What are the main characteristics of a successful family business?
"If it is good for the company, it is good for the family too," said André Hoffmann, Vice Chairman of Roche, and fourth generation descendant of the company's founder. Entrepreneurs create or acquire a business, develop, grow it, and transfer it to the next generations as a legacy. While the growth of the business is underpinned by its family values and governance, aligning family values and management culture is often a rather challenging task. Family-owned businesses, regardless of their size or industry and geographic region they operate in, tend to have some common characteristics which include:
- Long-term vision, strategy, and commitment to stakeholders
- Wealth creation, and preservation over generations
- Family values, and family governance
- Alignment of interests between business and family
- Combination of ownership, control, and management
- Concentration of the family wealth in the company
- Good relationships with stakeholders, and trustworthiness to build a good reputation in society
- Challenges include governance issues, family conflicts over money, succession, and nepotism.

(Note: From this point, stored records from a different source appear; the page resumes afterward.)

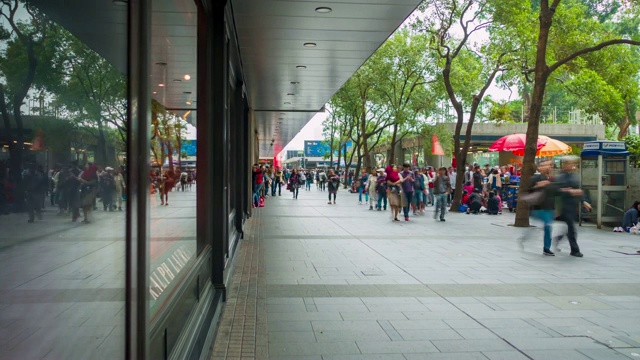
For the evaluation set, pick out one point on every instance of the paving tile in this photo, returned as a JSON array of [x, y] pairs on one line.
[[373, 315], [433, 334], [304, 349], [557, 354], [364, 357], [505, 355], [419, 324], [566, 343], [396, 347], [471, 345], [476, 334], [291, 336], [447, 356]]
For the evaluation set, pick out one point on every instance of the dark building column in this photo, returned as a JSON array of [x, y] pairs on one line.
[[240, 149], [137, 228]]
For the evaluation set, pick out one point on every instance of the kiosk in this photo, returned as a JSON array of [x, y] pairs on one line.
[[603, 176]]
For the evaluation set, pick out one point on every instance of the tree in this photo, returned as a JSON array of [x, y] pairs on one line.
[[467, 69], [94, 90], [404, 70], [559, 46], [23, 63]]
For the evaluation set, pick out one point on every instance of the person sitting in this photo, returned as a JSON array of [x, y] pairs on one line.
[[630, 217], [475, 202], [493, 204]]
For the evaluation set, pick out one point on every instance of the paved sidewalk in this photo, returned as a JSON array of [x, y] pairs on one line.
[[62, 285], [343, 282]]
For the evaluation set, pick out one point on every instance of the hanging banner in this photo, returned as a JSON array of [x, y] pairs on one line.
[[436, 148]]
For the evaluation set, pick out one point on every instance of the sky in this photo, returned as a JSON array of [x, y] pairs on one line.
[[313, 129]]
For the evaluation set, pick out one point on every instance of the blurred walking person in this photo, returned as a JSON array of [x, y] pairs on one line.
[[572, 198], [441, 190], [541, 197], [333, 183]]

The most successful businesses incorporate strong family values, and have established firm family institutions to manage the family's interests. Family governance helps to protect guiding values and mitigate conflict. This helps when non-financial, emotional goals influence the actions of the family, for example, if they want to keep the control over the company. At the same time, family businesses that address succession and family wealth planning early can reduce risk, and ensure a smooth succession through fair and clear family internal planning, and by welcoming external advice from trusted friends and professional advisors. So, how can entrepreneurs ensure a successful and sustainable family business? Here are seven key points to keep track of:
It is important that the values, interests, and visions of the family are aligned, as their reputations are interwoven. Fair employment practices and support for social efforts prove both family and business are engaged and care. Demonstrating commitment to stakeholders can help businesses keep good employees, find new talent, and develop sustainably.

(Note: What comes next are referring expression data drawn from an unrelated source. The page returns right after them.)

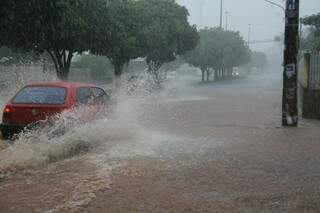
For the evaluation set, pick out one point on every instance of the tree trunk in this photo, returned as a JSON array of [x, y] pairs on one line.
[[117, 68]]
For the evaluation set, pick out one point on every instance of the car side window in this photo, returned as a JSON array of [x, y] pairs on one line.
[[100, 96], [84, 95]]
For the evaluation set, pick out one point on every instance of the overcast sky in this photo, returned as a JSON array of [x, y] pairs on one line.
[[266, 20]]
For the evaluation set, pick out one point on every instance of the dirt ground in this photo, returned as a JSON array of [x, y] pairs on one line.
[[229, 155]]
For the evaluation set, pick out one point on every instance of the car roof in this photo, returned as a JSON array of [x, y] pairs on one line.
[[60, 84]]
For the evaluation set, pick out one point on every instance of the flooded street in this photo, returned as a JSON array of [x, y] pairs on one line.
[[191, 148]]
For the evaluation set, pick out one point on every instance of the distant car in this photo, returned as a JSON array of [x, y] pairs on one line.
[[36, 102]]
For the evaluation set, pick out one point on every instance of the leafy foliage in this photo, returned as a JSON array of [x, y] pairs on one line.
[[117, 39], [165, 32], [60, 27], [218, 50]]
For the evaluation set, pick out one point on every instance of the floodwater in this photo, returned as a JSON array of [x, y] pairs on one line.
[[182, 127]]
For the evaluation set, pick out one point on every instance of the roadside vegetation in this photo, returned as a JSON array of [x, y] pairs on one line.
[[120, 30], [218, 52]]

It is more vital than ever to focus on innovation, and consider partnerships that are of mutual benefit, given elevated disruption risks, for example from digitalization.

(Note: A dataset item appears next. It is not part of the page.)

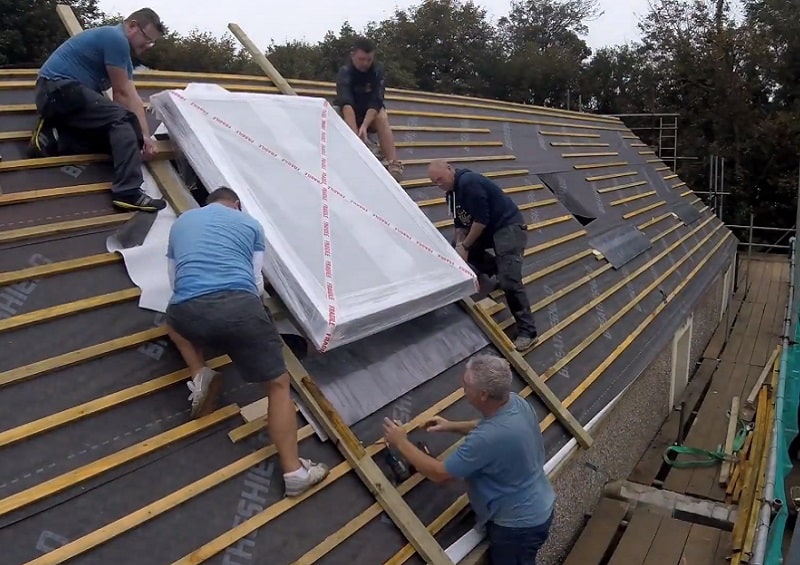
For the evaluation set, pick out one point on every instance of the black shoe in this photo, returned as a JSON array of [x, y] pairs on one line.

3. BUSINESS PLAN AND GOVERNANCE
As a company grows, and gets passed on to the next generation, it is essential to document both the business plan and governance properly. Keeping these in the head of the founder may work only in the early years of a company's existence.
A succession plan should be well documented and prepared early to avoid stress, company breakup, or even bankruptcy in a worst-case scenario. Although most entrepreneurs want to build a legacy, they tend to undermanage their succession. This may happen abruptly in the case of an accident or the death of the head of the family, which may lead to a dangerous leadership vacuum or family disputes.
5. DELEGATION OF RESPONSIBILITIES
Build and expand the organizational structure as the business grows, and delegate responsibilities to enable and motivate the workforce, and to free up sufficient time to manage the firm.
It is important to keep nepotism in check to sustain a strong reputation, as well as high management and workforce capabilities.
7. CAPITAL INFLEXIBILITY
Family businesses need to spend wisely and maintain financial flexibility in the balance sheet, given more limited access to liquid financial markets, and to keep control over the company.
It is said that, if you can raise a family, then you can build a business. Similarly, to your family, your family business is what you inherited or created, it is also what you aspire into building further, and carrying it forward for the generations to come.